Quality factor

The largest response to the drive force occurs when the natural solutions are underdamped and the drive frequency is the same as the natural frequency $\omega_0=\sqrt{k/m}$. This condition is called a resonance. For lightly damped systems, the drive frequency has to be very close to the natural frequency and the amplitude of the oscillations can be very large. The quality factor $Q=\frac{\sqrt{mk}}{b}$ describes how strong the resonance is. $Q$ is the number of periods of the oscillation occur in the time it takes for the amplitude of the oscillations to drop by a factor of $1/e$. For $Q<\frac{1}{2}$, the solutions are overdamped and the resonance frequency is zero. For $Q > \frac{1}{2}$, the system is underdamped and the resonance gets stronger for higher $Q$. The quality factor can also be expressed as $Q=\frac{\pi\tau}{T}$, where $T=2\pi/\omega_0$ is the period of the undamped oscillations and $\tau$ describes the exponential decay.

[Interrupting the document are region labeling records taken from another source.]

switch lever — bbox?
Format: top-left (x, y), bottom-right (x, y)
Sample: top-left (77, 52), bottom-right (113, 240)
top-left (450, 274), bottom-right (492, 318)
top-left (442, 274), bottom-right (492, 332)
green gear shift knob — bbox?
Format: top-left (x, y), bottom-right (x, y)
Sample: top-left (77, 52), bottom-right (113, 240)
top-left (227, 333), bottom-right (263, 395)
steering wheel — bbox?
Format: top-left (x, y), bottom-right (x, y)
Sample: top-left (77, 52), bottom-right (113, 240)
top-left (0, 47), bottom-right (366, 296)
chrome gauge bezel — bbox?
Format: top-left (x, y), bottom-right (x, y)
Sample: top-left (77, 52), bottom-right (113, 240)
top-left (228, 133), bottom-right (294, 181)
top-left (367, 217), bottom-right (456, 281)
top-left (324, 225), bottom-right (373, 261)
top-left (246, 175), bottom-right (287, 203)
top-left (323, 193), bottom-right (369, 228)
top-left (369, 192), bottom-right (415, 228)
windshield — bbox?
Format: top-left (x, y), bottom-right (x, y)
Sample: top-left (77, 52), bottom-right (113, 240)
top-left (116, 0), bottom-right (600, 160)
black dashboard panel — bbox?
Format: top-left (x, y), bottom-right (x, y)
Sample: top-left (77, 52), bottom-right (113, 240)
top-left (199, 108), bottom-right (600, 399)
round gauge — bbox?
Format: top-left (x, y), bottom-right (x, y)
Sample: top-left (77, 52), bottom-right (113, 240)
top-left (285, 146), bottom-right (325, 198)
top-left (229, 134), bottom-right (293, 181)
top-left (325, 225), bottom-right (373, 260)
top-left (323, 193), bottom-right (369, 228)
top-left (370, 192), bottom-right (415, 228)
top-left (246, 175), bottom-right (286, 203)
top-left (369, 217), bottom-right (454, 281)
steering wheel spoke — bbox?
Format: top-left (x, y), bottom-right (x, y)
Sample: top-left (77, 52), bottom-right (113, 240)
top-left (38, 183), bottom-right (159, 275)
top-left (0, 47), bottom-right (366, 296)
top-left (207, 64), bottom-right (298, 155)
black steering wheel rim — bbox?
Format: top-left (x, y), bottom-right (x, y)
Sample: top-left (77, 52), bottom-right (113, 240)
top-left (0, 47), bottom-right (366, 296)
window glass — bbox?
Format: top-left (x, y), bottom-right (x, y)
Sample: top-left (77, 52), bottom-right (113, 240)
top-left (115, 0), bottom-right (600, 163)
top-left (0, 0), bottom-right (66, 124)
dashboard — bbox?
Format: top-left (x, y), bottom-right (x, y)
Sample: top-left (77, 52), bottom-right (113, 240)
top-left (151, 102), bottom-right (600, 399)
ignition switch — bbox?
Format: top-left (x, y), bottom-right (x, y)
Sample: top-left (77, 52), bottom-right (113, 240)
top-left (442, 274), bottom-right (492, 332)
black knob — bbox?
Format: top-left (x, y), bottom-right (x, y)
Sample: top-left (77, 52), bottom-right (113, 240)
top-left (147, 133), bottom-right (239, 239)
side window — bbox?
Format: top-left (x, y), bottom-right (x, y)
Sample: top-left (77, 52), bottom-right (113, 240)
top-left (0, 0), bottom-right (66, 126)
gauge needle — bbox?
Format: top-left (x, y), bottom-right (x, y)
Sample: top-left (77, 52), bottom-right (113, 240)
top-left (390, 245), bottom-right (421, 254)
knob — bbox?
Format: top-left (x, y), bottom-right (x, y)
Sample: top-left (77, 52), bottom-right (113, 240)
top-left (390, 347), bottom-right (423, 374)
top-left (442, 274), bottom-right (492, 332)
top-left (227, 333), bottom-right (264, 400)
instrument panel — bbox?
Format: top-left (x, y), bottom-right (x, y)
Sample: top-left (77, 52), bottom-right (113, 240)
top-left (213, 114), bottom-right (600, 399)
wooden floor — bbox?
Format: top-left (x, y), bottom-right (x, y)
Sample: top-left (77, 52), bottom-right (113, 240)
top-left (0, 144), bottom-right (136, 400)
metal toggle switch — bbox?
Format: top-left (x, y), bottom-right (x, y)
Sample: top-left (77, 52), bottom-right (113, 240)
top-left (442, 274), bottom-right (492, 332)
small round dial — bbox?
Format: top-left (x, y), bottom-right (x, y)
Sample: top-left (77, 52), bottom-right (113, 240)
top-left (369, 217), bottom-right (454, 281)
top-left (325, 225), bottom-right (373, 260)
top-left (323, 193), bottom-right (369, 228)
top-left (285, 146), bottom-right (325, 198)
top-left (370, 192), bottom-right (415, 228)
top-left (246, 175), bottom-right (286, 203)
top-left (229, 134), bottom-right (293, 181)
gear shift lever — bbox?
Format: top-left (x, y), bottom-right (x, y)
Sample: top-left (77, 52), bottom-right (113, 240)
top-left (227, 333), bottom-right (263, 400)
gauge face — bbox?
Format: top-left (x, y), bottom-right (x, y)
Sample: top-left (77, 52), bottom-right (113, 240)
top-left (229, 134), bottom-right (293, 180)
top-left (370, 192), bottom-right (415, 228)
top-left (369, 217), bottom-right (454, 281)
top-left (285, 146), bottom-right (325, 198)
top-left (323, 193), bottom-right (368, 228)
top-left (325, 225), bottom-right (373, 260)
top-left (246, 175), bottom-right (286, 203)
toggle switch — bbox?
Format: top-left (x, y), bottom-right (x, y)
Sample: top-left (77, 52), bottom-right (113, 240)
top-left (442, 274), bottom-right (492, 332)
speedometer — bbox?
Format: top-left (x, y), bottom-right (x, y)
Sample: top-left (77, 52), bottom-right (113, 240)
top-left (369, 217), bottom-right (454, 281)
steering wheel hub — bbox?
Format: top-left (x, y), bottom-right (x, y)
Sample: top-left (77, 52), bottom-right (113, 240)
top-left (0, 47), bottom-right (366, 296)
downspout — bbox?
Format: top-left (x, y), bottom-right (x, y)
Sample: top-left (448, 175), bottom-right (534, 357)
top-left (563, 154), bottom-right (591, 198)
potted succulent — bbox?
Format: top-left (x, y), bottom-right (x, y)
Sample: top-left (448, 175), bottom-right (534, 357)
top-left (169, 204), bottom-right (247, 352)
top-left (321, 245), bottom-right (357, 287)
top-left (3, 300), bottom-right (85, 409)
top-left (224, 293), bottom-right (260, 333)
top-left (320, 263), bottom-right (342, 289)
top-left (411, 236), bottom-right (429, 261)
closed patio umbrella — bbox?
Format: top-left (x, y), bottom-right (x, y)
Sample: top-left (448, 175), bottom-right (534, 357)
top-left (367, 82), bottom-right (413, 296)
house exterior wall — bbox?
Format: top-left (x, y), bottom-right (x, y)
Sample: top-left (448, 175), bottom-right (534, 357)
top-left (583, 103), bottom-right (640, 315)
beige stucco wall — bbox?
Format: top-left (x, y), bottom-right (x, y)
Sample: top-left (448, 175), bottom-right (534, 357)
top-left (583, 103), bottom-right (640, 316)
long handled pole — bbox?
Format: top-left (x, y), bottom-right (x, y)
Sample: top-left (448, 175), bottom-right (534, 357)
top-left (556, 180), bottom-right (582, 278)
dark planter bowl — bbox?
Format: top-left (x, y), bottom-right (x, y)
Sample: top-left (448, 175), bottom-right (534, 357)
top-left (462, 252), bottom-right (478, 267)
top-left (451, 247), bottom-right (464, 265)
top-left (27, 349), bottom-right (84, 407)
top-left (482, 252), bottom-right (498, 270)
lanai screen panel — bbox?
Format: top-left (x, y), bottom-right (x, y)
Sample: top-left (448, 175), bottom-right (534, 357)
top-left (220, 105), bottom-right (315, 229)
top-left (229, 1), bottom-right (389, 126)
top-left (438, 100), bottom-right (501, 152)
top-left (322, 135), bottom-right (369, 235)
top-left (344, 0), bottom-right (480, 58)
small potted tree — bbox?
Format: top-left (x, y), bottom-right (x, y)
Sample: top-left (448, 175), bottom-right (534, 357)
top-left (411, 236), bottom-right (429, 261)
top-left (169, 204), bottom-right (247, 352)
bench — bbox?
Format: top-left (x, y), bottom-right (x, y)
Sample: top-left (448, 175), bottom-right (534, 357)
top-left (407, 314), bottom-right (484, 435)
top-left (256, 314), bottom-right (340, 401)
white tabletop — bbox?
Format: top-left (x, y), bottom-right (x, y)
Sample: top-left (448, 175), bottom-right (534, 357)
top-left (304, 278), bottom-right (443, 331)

The amplitude of the response $|A|/F_0 = 1/\rho$ that is observed after the transient response has decayed to zero is plotted below as a function of frequency. For small damping $Q >> 1$, there is a sharp resonance at $\omega_0$ and $Q = \omega_0/\Delta\omega$ where $\Delta\omega$ is the full width at half maximum. For low frequencies $(\omega <\omega_0)$, the response $x$ is in phase with the driving force. At high frequencies $(\omega >\omega_0)$, the response is out of phase with the driving force.